À la dernière page du dernier carnet qu'elle rédige, sainte Thérèse de l'Enfant-Jésus fait une remarque qui ne doit pas passer inaperçue. Cette remarque est d'autant plus précieuse que sœur Thérèse, à bout de forces, la puise dans le tréfonds de son énergie. Elle vient de dire qu'elle demande à Jésus de l'attirer dans son amour comme la limaille de fer est attirée par l'aimant. Puis méditant l'Évangile de Marthe et Marie, elle admire l'attitude de Marie aux pieds du Seigneur qui "écoute sa parole douce et enflammée".
Thérèse note : "(Cela), tous les saints l'ont compris et plus particulièrement peut-être ceux qui remplirent l'univers de l'illumination de la doctrine évangélique. N'est-ce point dans l'oraison que les saints Paul, Augustin, Jean de la Croix, Thomas d'Aquin, François, Dominique et tant d'autres illustres amis de Dieu, ont puisé cette science divine qui ravit les plus grands génies ?". C'est la prière qui leur a permis de faire de grandes choses.

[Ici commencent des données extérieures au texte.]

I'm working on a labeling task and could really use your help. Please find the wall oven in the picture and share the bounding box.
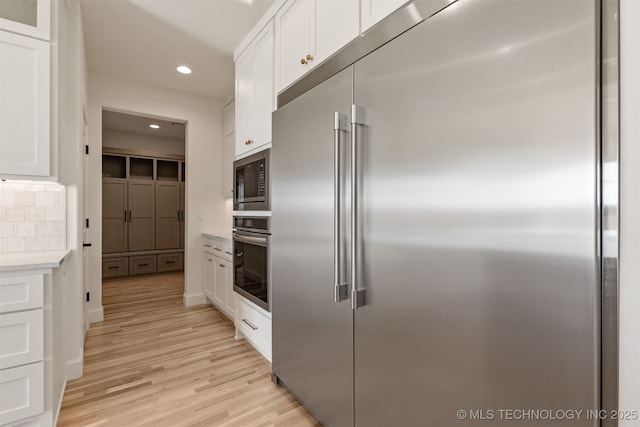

La clé de la réussite de grands projets est…
"Le Tout-Puissant a donné pour point d'appui : lui-même et lui seul, souligne sainte Thérèse de Lisieux. Pour levier, il a donné l'oraison, qui embrase d'amour. Et c'est ainsi qu'on peut soulever le monde. C'est ainsi que les saints encore militants le soulèvent et que jusqu'à la fin du monde les saints à venir le soulèveront aussi".
Mais comment réaliser ces grands projets ? Sainte Thérèse donne la clé de la réussite : il faut s'appuyer sur l'oraison ! Autrement dit, plus vous voulez en faire, plus vous devez plonger dans ce qui vous donnera l'impression de ne rien faire : prier. Plus vous voulez agir, plus vous devez vous reposer en Dieu. Plus vous êtes pressés, plus il est urgent de prendre du temps avec le Seigneur.
La ferveur donne à l'oraison sa saveur
Mais attention à ne pas oublier de prier avec la ferveur ! Celui qui met de la ferveur dans sa prière, outre le bonheur qu'il a à passer ainsi un moment avec "celui qui nous aime", expérimente que sans lui il ne peut rien faire, car il puise en lui sa force. Il apprend, dans le silence, qu'il est inutile de courir le monde ou de bâtir de grands projets, s'il n'a pas pris d'abord le temps de s'en remettre à celui sans qui rien n'est possible.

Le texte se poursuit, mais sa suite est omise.